Un español, Cervantes de Salazar, dejó escrito:

Ante su propio pueblo, Moctezuma ostentaba una majestad imponente. Con la excepción de unos pocos grandes señores de sangre real, Moctezuma no permitía a nadie que le mirase la cara, o que llevase zapatos, o que se sentara en su presencia. Muy raramente abandonaba su cámara, a no ser para comer; recibía pocos visitantes y se ocupaba de sus negocios a través de los miembros de su consejo. Éstos, incluso, se comunicaban con él a través de intermediarios. En cuanto a los sacrificios en el templo de Huitzilopochtli, donde hacía gala de gran devoción, su camino lo hacía por espacios a él reservados, y quedaba a cierta distancia de la jerarquía, sumiéndose en profunda meditación y sin hablar con nadie.

La religión era el eje supremo de la vida de los aztecas. Entendían el mundo como un ámbito plagado de fuerzas naturales hostiles, cuyo poder podría ser terrible si no se les aplacaba. Sequía, hambre, tormentas y terremotos eran hechos que se guardaban en la memoria colectiva. Las cuarenta divinidades o más que existían en el panteón azteca eran las que se ocupaban de que todos estos fenómenos no se repitiesen y a cambio exigían a los humanos un constante río de sangre y corazones, con los que el mundo sobrenatural méxica se aplacaba momentáneamente. En este contexto religioso el Sol jugaba para los aztecas un papel fundamental. Cuando cada día el astro rey nacía esplendoroso, era el signo fehaciente de que todo iba bien. Cuando se iba a dormir guerreaba contra los elementos de la oscuridad antes de salir nuevamente. Si no ganaba la batalla, supondría la destrucción no sólo de Tenochtitlán, sino también del mundo entero. Por ello los aztecas se empleaban con cuidado en la nutrición de la deidad suprema suministrándole corazones humanos, pues pensaban que en la sangre se encontraba el núcleo de la energía vital que precisaba el Sol para mantener su luminosa actividad. Los aztecas se creían un pueblo escogido con la misión de sustentar la vida en la Tierra. Por tanto, la guerra constituía un hecho inherente a su naturaleza, pues se concebía como sagrada al permitir la captura de enemigos destinados a los sacrificios rituales con los que se alimentaba la voracidad de los dioses. Aunque lo cierto es que además de paliar el hambre en el universo sobrenatural, los aztecas aprovecharon estas razias para su propia expansión política y territorial. En este régimen autoritario dominado por la religión nunca podía existir la paz, pues con ella no habría guerreros ni prisioneros sacrificados, con lo que el Sol se enfurecería y provocaría la destrucción del mundo.

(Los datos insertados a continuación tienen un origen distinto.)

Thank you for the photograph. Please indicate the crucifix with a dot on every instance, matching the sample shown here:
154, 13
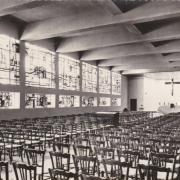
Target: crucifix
172, 84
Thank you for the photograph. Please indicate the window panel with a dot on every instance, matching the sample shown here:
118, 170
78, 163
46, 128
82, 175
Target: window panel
116, 83
116, 101
89, 101
105, 101
89, 77
9, 60
69, 73
36, 100
40, 67
69, 101
104, 81
9, 100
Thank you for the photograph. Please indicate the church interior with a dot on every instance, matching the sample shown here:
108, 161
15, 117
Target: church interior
89, 90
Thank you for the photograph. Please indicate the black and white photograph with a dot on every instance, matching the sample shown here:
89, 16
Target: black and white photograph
89, 89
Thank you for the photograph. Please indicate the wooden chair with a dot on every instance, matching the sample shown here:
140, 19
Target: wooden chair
10, 147
60, 174
24, 172
61, 147
152, 172
86, 177
82, 150
164, 160
36, 157
104, 153
60, 160
4, 166
86, 165
116, 169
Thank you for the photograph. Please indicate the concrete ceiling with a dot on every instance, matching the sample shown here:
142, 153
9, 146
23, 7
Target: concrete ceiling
124, 35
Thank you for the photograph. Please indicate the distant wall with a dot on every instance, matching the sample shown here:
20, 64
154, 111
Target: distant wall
10, 29
136, 90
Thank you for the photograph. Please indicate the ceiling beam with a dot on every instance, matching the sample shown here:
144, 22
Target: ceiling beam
144, 71
89, 20
118, 51
116, 36
10, 7
129, 50
120, 36
144, 59
143, 66
168, 32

Los aztecas también adoraban a otro dios, Quetzalcóatl —de tez blanca y barba oscura—, una deidad que aborrecía el sacrificio humano y que transmitió a los pobladores méxicas el conocimiento de la agricultura y el arte. Huitzilopochtli y Quetzalcóatl se encontraban perpetuamente inmersos en una lucha titánica de poder por la supremacía en el Universo. Según las tradiciones, Quetzalcóatl sufrió una traición por parte de su enemigo y fue expulsado hacia Oriente por el mar, jurando, eso sí, que volvería en el año Ce Ácatl, para castigar a los impíos aztecas que le habían negado vasallaje. Años Ce Ácatl fueron 1363, 1467 y 1519.

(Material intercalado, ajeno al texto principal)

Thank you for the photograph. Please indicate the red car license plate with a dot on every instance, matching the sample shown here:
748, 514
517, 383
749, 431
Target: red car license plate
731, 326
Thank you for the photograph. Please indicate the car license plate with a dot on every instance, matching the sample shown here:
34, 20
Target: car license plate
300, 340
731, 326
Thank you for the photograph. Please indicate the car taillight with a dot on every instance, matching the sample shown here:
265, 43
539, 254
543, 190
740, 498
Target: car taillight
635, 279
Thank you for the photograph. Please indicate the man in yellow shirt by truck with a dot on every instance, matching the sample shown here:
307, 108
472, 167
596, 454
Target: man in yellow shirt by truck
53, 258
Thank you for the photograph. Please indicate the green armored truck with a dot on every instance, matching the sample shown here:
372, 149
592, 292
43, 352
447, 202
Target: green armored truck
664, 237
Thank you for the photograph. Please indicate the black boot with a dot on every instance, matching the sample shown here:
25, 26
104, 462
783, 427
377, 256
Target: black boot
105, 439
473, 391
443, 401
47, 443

En 1518 tuvieron noticia de la aparición de naves extrañas (expedición de Grijalva) y en los años precedentes el supersticioso Moctezuma se había sentido inquieto por una serie de prodigios que sus sacerdotes, adivinos, magos y otros profetas tenían grandes dificultades en interpretar: en el templo de Huitzilopochtli se produjo un incendio; un hilo de fuego vertical apareció a medianoche; en el Oriente, durante meses, cometas enormes trazaron amenazantes estelas luminosas cruzando los cielos en pleno día; el lago rebasó sus orillas en medio de tormentas de olas, sin que soplara el viento; una mujer se lamentaba todas las noches, sin cesar, con lloros siniestros. Todos estos presagios auguraban, sin duda, una catástrofe y la situación empeoró cuando un día un mensajero llegó desalentado a presencia del emperador diciéndole que había visto «torres o pequeñas montañas» que flotaban sobre las olas del mar, a cierta distancia de la costa del Golfo. Una segunda información aseguraba que de unas moles de madera habían bajado gentes extrañas: «de piel muy clara, mucho más clara que la nuestra; todos tienen barbas largas, y sus cabellos sólo llegan hasta sus orejas».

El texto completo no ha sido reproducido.